E’ stata minacciata di morte per aver interpretato il film storico Padmavatì del regista indiano Sanjay Leela Bhansali. È successo in India. A pochi giorni dal debutto nelle sale cinematografiche (previsto per l’1 dicembre), un gruppo marginale di difesa della cosiddetta “casta dei cavalieri” ha offerto una ricompensa di ben dieci milioni di rupie (oltre 130.000 euro) per chi si presterà a «brucare viva la protagonista, Deepika Padukone», che interpreta il ruolo di una regina ribelle che non si concede al suo sultano.
Tratto da un poema epico del 1500, il film racconta la storia di una regina indù (Rani Padmini, nota anche come Padmavati) che, per non cadere nelle mani del sultano di Delhi, Alauddin Khalji, al termine di un lungo assedio del Chittor Fort nel 1303 preferì gettarsi nel fuoco insieme a tutte le altre donne.
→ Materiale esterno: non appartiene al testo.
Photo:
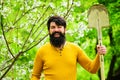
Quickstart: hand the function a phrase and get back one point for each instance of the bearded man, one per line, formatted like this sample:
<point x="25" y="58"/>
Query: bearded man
<point x="58" y="59"/>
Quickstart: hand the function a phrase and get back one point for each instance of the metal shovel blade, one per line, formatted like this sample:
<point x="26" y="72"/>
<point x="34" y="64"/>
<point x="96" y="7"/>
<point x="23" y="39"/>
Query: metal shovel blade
<point x="98" y="15"/>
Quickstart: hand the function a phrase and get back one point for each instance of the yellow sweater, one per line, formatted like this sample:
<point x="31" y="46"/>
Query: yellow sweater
<point x="62" y="65"/>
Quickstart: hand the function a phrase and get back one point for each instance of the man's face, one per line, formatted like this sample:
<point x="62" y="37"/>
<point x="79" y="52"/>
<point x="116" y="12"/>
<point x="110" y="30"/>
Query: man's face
<point x="55" y="28"/>
<point x="57" y="34"/>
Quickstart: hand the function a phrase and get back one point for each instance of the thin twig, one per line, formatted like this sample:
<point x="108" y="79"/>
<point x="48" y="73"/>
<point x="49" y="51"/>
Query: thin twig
<point x="4" y="34"/>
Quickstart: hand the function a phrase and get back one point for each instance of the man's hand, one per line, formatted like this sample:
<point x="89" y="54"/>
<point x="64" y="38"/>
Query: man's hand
<point x="101" y="49"/>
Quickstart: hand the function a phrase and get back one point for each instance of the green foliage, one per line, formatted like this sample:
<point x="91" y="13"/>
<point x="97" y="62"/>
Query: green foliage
<point x="23" y="30"/>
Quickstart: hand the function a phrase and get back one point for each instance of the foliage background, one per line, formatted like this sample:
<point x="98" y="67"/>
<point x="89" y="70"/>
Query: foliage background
<point x="23" y="30"/>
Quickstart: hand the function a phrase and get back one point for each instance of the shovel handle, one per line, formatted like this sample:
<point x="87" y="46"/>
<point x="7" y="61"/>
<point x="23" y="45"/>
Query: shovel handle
<point x="101" y="63"/>
<point x="102" y="67"/>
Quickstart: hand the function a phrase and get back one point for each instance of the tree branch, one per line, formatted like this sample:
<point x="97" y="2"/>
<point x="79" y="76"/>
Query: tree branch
<point x="4" y="33"/>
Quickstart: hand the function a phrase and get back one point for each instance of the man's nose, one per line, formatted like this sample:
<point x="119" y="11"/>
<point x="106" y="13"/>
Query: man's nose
<point x="56" y="29"/>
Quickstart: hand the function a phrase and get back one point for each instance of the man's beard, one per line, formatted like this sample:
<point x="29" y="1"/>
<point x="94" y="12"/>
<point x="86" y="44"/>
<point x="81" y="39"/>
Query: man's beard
<point x="57" y="41"/>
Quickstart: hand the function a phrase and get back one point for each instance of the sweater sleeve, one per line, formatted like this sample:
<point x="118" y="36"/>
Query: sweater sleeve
<point x="90" y="65"/>
<point x="37" y="67"/>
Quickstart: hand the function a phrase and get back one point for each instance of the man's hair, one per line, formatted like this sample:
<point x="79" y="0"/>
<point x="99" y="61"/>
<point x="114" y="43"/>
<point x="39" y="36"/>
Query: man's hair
<point x="58" y="20"/>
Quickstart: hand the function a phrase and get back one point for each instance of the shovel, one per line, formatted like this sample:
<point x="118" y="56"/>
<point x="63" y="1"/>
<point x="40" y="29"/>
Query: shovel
<point x="98" y="18"/>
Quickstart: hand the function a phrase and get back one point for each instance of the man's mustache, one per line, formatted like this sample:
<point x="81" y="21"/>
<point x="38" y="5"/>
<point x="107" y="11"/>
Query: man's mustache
<point x="57" y="33"/>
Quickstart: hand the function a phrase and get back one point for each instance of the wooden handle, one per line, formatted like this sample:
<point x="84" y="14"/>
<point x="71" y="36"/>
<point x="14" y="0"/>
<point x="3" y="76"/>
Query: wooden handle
<point x="102" y="67"/>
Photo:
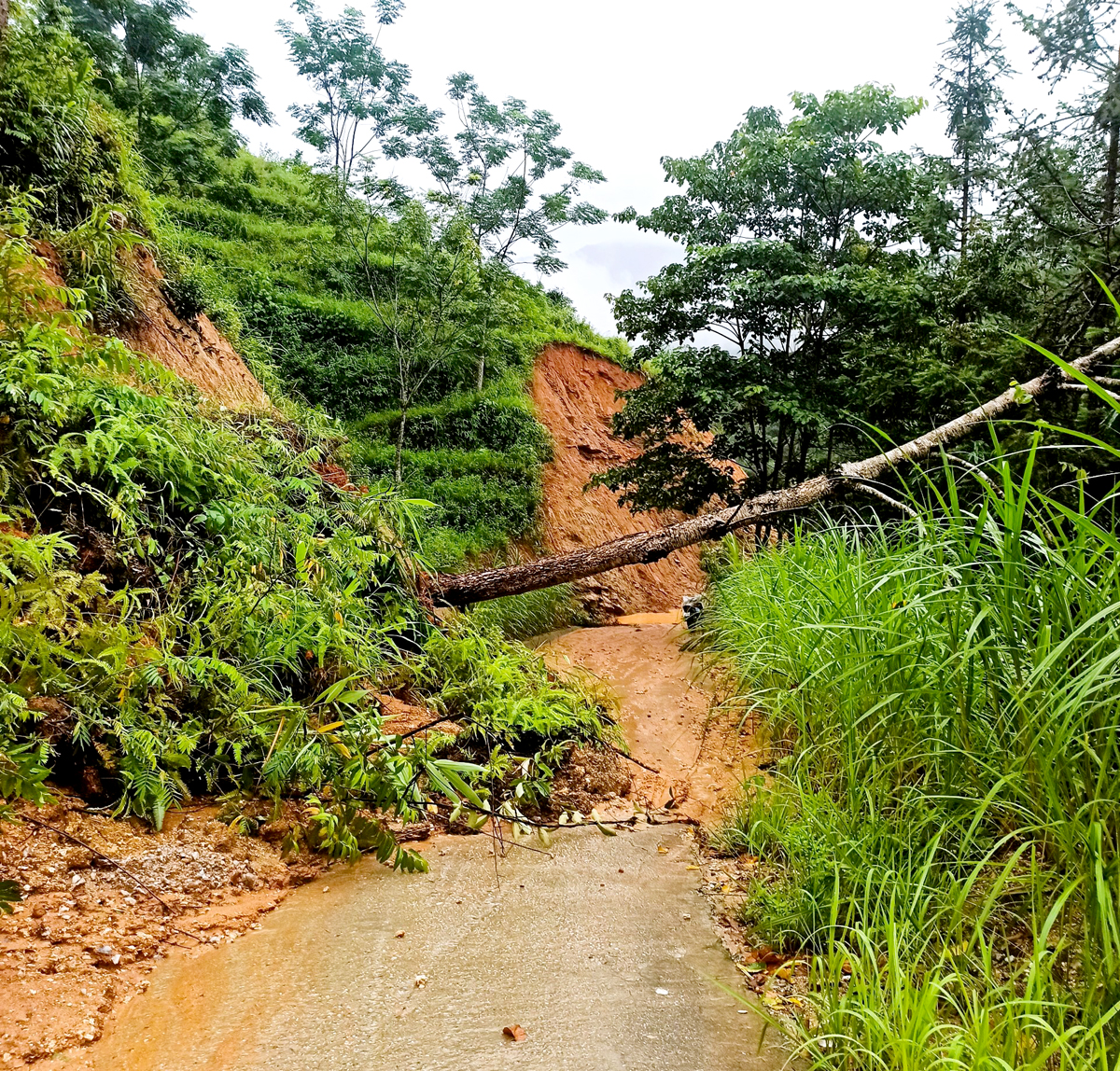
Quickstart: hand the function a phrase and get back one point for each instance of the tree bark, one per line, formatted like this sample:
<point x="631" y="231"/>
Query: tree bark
<point x="643" y="548"/>
<point x="399" y="468"/>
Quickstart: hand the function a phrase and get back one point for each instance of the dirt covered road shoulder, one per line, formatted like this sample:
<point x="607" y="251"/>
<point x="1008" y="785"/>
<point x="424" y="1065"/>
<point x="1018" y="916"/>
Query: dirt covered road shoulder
<point x="105" y="901"/>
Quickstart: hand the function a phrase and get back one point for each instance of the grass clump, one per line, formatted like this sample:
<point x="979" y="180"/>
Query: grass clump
<point x="945" y="820"/>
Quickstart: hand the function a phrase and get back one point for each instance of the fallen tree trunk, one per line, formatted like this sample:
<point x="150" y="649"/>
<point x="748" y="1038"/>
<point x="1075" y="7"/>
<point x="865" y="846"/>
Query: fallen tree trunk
<point x="642" y="548"/>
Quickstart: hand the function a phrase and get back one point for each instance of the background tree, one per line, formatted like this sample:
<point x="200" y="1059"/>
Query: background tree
<point x="183" y="94"/>
<point x="969" y="89"/>
<point x="501" y="156"/>
<point x="492" y="172"/>
<point x="1062" y="184"/>
<point x="795" y="237"/>
<point x="363" y="100"/>
<point x="424" y="285"/>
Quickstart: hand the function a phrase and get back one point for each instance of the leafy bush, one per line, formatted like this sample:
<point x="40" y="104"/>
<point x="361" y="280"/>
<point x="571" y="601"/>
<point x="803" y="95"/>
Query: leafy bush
<point x="59" y="138"/>
<point x="189" y="606"/>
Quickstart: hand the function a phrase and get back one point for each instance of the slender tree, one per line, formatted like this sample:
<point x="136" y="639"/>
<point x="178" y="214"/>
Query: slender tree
<point x="363" y="97"/>
<point x="968" y="80"/>
<point x="501" y="156"/>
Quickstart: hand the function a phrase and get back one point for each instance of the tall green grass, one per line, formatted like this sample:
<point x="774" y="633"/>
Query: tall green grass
<point x="945" y="695"/>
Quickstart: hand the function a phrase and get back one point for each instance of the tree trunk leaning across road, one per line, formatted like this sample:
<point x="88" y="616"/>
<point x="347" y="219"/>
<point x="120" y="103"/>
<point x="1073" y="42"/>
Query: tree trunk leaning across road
<point x="643" y="548"/>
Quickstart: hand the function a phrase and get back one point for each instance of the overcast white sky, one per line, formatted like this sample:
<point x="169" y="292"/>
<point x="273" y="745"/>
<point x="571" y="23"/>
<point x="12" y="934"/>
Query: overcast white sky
<point x="631" y="80"/>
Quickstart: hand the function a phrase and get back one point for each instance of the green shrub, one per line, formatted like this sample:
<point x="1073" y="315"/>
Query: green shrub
<point x="945" y="693"/>
<point x="189" y="606"/>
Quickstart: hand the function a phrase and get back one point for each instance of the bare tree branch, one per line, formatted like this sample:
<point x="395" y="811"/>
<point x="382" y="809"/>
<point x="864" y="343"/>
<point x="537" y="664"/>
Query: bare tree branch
<point x="643" y="548"/>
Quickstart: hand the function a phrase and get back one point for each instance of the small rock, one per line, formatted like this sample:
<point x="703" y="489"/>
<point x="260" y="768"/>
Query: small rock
<point x="105" y="956"/>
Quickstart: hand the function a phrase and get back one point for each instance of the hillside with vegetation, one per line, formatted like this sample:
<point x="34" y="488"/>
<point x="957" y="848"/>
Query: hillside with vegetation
<point x="259" y="414"/>
<point x="203" y="598"/>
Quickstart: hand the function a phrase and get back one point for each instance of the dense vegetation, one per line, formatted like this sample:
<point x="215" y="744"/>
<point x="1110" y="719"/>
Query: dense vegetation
<point x="828" y="285"/>
<point x="189" y="606"/>
<point x="942" y="826"/>
<point x="940" y="685"/>
<point x="186" y="605"/>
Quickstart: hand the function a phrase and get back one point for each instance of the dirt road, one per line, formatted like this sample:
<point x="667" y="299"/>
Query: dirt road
<point x="602" y="949"/>
<point x="665" y="713"/>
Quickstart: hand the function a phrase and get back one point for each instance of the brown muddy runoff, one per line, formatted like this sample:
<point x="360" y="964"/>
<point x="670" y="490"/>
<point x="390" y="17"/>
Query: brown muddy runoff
<point x="600" y="948"/>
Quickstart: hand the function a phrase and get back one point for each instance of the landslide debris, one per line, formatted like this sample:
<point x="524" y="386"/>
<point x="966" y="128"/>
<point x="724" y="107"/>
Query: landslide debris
<point x="89" y="932"/>
<point x="575" y="393"/>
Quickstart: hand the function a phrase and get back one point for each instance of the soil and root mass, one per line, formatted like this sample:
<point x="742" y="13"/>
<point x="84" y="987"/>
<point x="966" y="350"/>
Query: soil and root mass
<point x="330" y="543"/>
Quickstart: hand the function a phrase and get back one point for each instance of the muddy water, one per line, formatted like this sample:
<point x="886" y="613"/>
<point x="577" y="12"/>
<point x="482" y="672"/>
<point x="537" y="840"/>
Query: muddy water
<point x="602" y="951"/>
<point x="600" y="948"/>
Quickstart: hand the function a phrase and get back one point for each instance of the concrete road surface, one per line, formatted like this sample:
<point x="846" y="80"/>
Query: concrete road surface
<point x="603" y="951"/>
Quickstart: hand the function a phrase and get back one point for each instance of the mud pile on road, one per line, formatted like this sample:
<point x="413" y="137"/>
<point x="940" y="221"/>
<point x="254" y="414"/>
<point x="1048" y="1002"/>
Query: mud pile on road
<point x="105" y="900"/>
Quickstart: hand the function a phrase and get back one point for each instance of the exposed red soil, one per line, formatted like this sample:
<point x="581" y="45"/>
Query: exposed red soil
<point x="193" y="349"/>
<point x="89" y="932"/>
<point x="693" y="749"/>
<point x="575" y="396"/>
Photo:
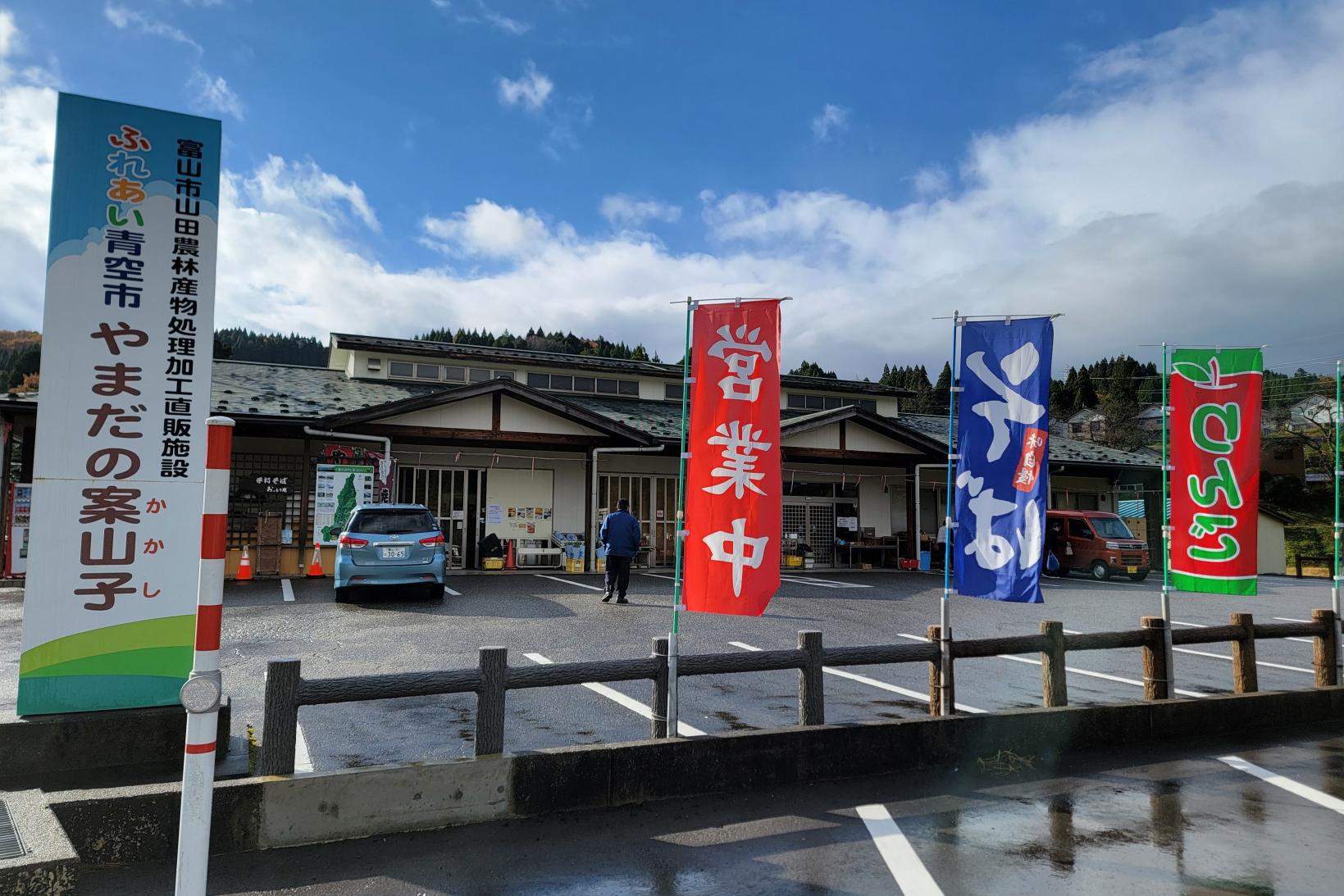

Minacce di morte anche al regista Bhansali. Domenica, dopo che l’organismo di censura preventiva indiano (Cbfc) aveva deciso di sospendere l’esordio di Padmavatì nelle sale, il gruppo Akhil Bhartiya Kshatriya Mahasabha (Abkm) aveva organizzato una manifestazione a Bareilly, in Uttar Pradesh, bruciando in un parco un centinaio di gigantografie della Padukone e di Bhansali.